Where Data Science Meets Shrek: How BuzzFeed uses AI
2025/01/21Leveraging AI for Creative Content at BuzzFeed
BuzzFeed's data team, led by Gilad, has integrated large language models and generative AI capabilities into their products and toolkits to enhance creative processes rather than replace human workers. The team focuses on using AI advances to build tools and create experiences that wouldn't be possible otherwise, enabling readers to participate more deeply in media experiences.
Text Understanding Through Embeddings
The Challenge of Content Classification
Understanding what content is truly about goes beyond simple named entity recognition. BuzzFeed publishes diverse content that often defies traditional categorization - like an article about an Indiana woman who brought her pet raccoon to a fire station fearing it had overdosed on marijuana.
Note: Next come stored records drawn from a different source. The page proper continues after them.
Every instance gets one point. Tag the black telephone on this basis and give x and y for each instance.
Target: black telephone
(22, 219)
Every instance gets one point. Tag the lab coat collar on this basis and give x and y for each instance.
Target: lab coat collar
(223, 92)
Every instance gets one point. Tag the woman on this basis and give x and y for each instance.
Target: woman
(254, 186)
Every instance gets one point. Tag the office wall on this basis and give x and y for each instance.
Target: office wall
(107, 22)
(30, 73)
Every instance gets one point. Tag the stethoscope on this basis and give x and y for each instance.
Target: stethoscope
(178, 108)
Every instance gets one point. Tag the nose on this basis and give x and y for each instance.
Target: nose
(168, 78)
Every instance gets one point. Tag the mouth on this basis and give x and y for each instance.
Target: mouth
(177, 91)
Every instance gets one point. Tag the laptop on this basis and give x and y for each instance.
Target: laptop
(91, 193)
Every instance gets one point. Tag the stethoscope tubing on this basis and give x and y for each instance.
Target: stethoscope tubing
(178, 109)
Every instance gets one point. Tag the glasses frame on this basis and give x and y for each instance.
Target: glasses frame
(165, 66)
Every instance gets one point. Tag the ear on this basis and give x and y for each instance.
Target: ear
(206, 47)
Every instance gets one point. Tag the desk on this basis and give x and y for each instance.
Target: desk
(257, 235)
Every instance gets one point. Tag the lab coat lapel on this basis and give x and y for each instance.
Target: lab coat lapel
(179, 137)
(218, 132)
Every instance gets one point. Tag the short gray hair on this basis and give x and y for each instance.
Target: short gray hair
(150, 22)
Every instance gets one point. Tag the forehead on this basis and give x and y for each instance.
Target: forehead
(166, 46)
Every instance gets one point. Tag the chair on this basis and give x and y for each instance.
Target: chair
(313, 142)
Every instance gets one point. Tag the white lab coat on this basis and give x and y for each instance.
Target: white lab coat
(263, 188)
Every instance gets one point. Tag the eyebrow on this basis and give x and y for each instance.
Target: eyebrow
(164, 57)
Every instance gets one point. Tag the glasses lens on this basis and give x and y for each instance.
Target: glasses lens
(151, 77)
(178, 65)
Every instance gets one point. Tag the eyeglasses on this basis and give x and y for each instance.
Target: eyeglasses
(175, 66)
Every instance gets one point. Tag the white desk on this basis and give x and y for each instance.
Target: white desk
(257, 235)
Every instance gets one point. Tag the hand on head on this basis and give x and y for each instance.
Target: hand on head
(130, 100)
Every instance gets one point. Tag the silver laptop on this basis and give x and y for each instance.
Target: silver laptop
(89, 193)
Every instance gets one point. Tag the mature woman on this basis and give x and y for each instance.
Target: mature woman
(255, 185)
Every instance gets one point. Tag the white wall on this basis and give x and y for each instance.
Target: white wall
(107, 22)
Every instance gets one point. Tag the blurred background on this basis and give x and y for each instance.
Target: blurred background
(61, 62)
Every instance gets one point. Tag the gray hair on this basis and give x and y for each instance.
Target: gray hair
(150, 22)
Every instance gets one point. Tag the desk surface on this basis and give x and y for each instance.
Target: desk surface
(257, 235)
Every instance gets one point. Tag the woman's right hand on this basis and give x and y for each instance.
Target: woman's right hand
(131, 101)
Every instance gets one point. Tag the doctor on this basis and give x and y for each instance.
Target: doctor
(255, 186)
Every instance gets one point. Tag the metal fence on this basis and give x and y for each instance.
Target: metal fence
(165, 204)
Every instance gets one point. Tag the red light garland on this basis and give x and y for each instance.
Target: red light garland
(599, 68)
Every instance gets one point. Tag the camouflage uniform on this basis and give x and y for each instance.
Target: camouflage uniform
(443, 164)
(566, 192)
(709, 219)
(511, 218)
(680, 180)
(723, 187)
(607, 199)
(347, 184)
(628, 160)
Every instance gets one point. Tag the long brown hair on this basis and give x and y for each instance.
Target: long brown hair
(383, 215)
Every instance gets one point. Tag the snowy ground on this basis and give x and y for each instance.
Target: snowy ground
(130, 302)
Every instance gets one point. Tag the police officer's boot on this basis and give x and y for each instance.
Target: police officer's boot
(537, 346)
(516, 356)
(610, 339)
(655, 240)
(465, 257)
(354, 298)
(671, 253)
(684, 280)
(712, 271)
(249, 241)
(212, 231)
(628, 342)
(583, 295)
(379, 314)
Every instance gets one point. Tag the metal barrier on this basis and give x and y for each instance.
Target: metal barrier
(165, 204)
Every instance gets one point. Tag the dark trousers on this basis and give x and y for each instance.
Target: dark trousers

These unique stories require sophisticated understanding beyond standard topic taxonomies.
From Universal Sentence Encoders to Modern Embeddings
BuzzFeed transitioned from using Google's Universal Sentence Encoders and DistilBERT (which maintained 97% of BERT's performance while being 60% smaller) to modern embedding approaches. They now use Nomic embeddings with 124 million parameters to create dense vector representations of their content.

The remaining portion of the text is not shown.